Cet amalgame juridique implique d’autres conséquences encore plus graves. L’alcoolisme est à juste titre derrière bon nombre de manifestations sociales aussi dramatiques que désastreuses : les homicides et les viols commis par des malades éthyliques alimentent les chroniques judiciaires des quotidiens nationaux.

Les accidents de la route qui font des milliers de victimes chaque année sont dans bien des cas le résultat d’un abus de consommation de l’alcool, surtout dans le périmètre urbain (et comme les Marocains ne le consomment pas officiellement, il n’est jamais cité comme un facteur de cette tragédie nationale). Sans oublier les drames familiaux qui sont intimement liés à une forte dépendance éthylique d’un conjoint qui ne trouve aucune structure pour l’aider à s’en sortir.
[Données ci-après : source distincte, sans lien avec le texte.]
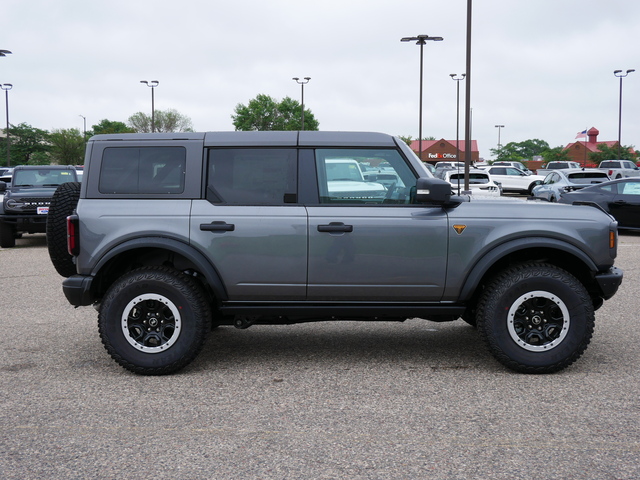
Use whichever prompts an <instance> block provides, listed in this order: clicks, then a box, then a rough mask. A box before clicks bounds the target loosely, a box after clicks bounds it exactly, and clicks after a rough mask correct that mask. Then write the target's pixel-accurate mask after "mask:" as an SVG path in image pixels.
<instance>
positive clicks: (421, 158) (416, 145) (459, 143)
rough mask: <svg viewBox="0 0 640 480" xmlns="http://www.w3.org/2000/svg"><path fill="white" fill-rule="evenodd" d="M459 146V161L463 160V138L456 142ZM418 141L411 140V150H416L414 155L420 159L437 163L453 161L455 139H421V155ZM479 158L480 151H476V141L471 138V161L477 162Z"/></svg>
mask: <svg viewBox="0 0 640 480" xmlns="http://www.w3.org/2000/svg"><path fill="white" fill-rule="evenodd" d="M458 145H459V148H460V161H462V162H464V161H465V143H464V140H460V142H459V143H458ZM419 149H420V141H419V140H414V141H413V142H411V150H413V151H414V152H416V155H418V157H420V158H421V159H422V161H423V162H427V163H433V164H435V163H437V162H443V161H449V162H455V161H456V141H455V140H445V139H444V138H442V139H440V140H423V141H422V156H421V155H420V152H419ZM479 158H480V152H479V151H478V142H477V141H476V140H471V161H472V162H477V161H478V159H479Z"/></svg>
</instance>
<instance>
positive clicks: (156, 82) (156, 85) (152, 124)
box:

Nous sommes donc devant un paradoxe de taille. Le secteur est vital à l’économie marocaine à travers une activité touristique qu’on veut encourager. Il répond également à une grande demande interne. Mais il est maintenu à coup d’ambiguïté juridique fatale, entre autres pour la santé publique, et ce pour des impératifs purement religieux. Il va falloir adapter l’arsenal juridique à une réalité que l’on ne peut plus masquer. Ce qui passera certainement par un changement des lois en vigueur afin que les Marocains puissent choisir de boire ou non de l’alcool. Et se faire soigner s’ils devaient tomber dans l’abus. Au nom du sacro-saint droit du consommateur.

Une hypocrisie qui rapporte

En 2006, l’Etat a récolté plus de 723 millions de DH de taxe intérieure de consommation (TIC) sur l’alcool (513 millions de DH pour la bière et 223 millions de DH pour les vins et spiritueux).

Selon les dernières statistiques (pas complètes du moment qu’elles n’intègrent pas l’informel), les Marocains consomment 50 millions de litres de boissons alcoolisées dont 30 millions de bouteilles de vin (source Celliers du Maroc). Ce qui place l’alcool en deuxième position des boissons consommées derrière le thé mais devant le lait. Par ailleurs, c’est Béni Mellal qui se trouve au top ten des villes les plus consommatrices de bière avec 3,5 millions de bouteilles par an, suivie de Casablanca. Pour ce qui est du vin rouge, autre alcool de prédilection des Marocains, c’est El Jadida qui est en pôle position. "Mahia", l’eau de vie distillée traditionnellement, est, quant à elle, une boisson très prisée dans les campagnes.